- Born: July 1, 1932 Churchbridge, Saskatchewan, Canada
- Died: January 16, 2012 (aged 79) Winnipeg, Manitoba, Canada
- Occupation: Sports journalist
- Known for: Winnipeg Free Press; Vancouver Sun; The Albertan;
- Awards: Manitoba Hockey Hall of Fame; Canadian Football Hall of Fame;

= Hal Sigurdson =

Canadian sports journalist (1932–2012)

Harold Bjorn Sigurdson (July 1, 1932 – January 16, 2012) was a Canadian sports journalist. He started writing for the Winnipeg Free Press in 1951, then covered the Canadian Football League as a writer, television commentator, and radio host. He became the sports editor of The Albertan in 1964, then served as the assistant sports editor of the Vancouver Sun from 1966 to 1976, where he covered the National Hockey League. He returned to Winnipeg as sports editor of the Free Press from 1976 to 1989, and reported on hockey in Manitoba and the World Hockey Association. He also wrote the "Down Memory Lane" series of sports histories, and retired in 1996. He was named to the roll of honour of the Manitoba Sportswriters and Sportscasters Association, and was inducted into the media sections of both the Manitoba Hockey Hall of Fame and the Canadian Football Hall of Fame.

==Early life==
Harold Bjorn Sigurdson was born on July 1, 1932, in Churchbridge, Saskatchewan, and had Icelandic heritage. He grew up on the family's farm near Churchbridge, moved to Winnipeg in the 1940s, and attended Daniel McIntyre Collegiate Institute. As a youth, he played rugby football, and basketball.

==Journalism career==
Sigurdson began working for the Winnipeg Free Press as a copy boy during the late-1940s, when the paper's sports editor, Maurice Smith, gave Sigurdson the opportunity to report on junior basketball. Sigurdson started his full-time sports writing career in 1951, and began covering Canadian football and the Winnipeg Blue Bombers in 1957. He was a frequent commentator on televised games for the Canadian Football League, and hosted radio shows on CFWM-FM and CJOB-AM in Winnipeg.

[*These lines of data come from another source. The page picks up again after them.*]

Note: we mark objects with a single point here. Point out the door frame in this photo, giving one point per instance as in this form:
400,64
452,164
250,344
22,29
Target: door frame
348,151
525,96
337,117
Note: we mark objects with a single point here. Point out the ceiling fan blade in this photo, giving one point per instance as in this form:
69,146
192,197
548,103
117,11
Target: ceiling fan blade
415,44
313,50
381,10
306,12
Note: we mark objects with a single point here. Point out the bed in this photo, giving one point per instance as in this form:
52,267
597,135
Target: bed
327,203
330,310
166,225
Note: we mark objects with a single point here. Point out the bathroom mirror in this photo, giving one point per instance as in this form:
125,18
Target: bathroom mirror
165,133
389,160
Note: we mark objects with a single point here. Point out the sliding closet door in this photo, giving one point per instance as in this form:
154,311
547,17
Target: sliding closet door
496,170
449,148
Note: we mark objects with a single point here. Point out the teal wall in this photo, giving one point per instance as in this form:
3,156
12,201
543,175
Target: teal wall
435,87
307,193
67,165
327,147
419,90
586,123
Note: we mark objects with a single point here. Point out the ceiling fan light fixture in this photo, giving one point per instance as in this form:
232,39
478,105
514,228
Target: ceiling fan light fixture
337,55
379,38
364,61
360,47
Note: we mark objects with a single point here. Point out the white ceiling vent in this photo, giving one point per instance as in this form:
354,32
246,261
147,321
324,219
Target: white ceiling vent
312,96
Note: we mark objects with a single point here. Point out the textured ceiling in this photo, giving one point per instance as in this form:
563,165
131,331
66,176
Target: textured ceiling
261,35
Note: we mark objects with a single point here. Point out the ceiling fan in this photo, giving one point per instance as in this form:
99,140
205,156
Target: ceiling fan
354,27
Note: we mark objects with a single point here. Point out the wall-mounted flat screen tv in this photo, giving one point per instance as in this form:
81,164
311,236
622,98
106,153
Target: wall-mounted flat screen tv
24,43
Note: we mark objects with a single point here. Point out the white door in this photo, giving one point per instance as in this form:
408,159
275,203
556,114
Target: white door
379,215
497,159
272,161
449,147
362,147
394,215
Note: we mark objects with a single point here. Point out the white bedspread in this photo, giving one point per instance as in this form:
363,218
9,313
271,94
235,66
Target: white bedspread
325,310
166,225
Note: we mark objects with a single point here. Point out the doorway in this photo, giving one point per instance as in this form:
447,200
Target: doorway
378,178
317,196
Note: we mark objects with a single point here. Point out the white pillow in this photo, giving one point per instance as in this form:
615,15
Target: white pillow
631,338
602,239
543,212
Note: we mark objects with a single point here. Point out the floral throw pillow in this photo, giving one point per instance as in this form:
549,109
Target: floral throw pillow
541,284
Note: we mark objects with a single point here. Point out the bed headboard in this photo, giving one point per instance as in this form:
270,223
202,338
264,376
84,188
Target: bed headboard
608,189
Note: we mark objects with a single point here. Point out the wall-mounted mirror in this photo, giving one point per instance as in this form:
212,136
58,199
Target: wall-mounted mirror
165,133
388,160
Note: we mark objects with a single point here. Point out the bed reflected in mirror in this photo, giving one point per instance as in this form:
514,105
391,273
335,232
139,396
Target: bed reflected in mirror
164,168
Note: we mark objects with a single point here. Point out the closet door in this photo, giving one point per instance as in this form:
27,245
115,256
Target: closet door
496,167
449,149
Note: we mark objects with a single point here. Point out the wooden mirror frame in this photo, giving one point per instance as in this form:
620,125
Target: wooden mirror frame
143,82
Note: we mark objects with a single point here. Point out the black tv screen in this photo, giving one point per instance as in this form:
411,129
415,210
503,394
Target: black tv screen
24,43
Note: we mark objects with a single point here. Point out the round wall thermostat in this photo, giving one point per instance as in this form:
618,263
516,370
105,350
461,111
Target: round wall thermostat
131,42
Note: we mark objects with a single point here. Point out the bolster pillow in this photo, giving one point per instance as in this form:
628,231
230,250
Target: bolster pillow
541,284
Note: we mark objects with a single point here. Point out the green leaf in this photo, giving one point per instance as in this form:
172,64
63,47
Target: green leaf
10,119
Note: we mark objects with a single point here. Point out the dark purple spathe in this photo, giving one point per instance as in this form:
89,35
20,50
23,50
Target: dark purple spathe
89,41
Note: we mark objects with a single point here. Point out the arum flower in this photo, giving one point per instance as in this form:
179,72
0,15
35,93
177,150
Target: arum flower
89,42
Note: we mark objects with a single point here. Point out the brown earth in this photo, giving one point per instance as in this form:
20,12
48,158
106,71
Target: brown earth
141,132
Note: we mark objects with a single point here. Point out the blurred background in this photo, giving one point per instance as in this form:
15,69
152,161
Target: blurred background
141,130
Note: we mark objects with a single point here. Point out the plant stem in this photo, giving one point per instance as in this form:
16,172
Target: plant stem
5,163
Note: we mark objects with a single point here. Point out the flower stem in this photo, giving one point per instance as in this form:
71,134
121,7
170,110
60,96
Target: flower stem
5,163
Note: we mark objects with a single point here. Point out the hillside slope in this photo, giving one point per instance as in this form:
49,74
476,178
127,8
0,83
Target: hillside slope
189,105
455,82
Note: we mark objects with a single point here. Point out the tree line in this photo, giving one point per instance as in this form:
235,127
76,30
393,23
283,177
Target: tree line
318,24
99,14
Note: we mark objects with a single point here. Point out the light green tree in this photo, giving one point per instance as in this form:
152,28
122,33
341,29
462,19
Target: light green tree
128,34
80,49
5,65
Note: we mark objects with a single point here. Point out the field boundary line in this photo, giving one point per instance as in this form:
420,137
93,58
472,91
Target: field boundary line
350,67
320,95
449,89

In January 1964, The Albertan named Sigurdson its sports editor, where he reported on football games for the Calgary Stampeders. He later served as the assistant sports editor of the Vancouver Sun from 1966 to 1976, and covered both the Vancouver Canucks and the National Hockey League.

Sigurdson returned to the Free Press in March 1976, to succeed Maurice Smith as the sports editor, who talked Sigurdson into returning to Winnipeg. He covered junior ice hockey and senior ice hockey in Manitoba, and the World Hockey Association. He also wrote the "Down Memory Lane" series of sports histories, and served on the Manitoba Sports Hall of Fame and Museum selection committee. He served as the sports editor until 1989, then as a sports columnist until he retired in 1996. He wrote his final sports column in the Free Press on June 28, 1996.

==Personal life==
Sigurdson was married to Merelyn, and had two daughters and two sons. In his recreational time, he participated in curling, golf, and ten-pin bowling. He died from Alzheimer's disease on January 16, 2012, in Winnipeg, at the Saint Boniface Hospital.

==Honours and legacy==
Sigurdson was known to his colleagues as "Siggy", and often joked that the hockey people he met over the years, spared him "the need of getting a real job". Jeff Blair described him as a good mentor, and that Sigurdson "had a real eye for detail", was "really fair" and was "a guy who stressed pride and craft". Bill Redekop described Sigurdson as "the thinking man's sportswriter, providing insight instead of outrage".

The Dow Breweries Canadian Football Reporting Awards twice gave Sigurdson an honourable mention for the best reporter in the country. He was named to the roll of honour of the Manitoba Sportswriters and Sportscasters Association in 1991. He was inducted into the media category of the Manitoba Hockey Hall of Fame in 1993, and was inducted into the Football Reporters of Canada section of the Canadian Football Hall of Fame in 1994.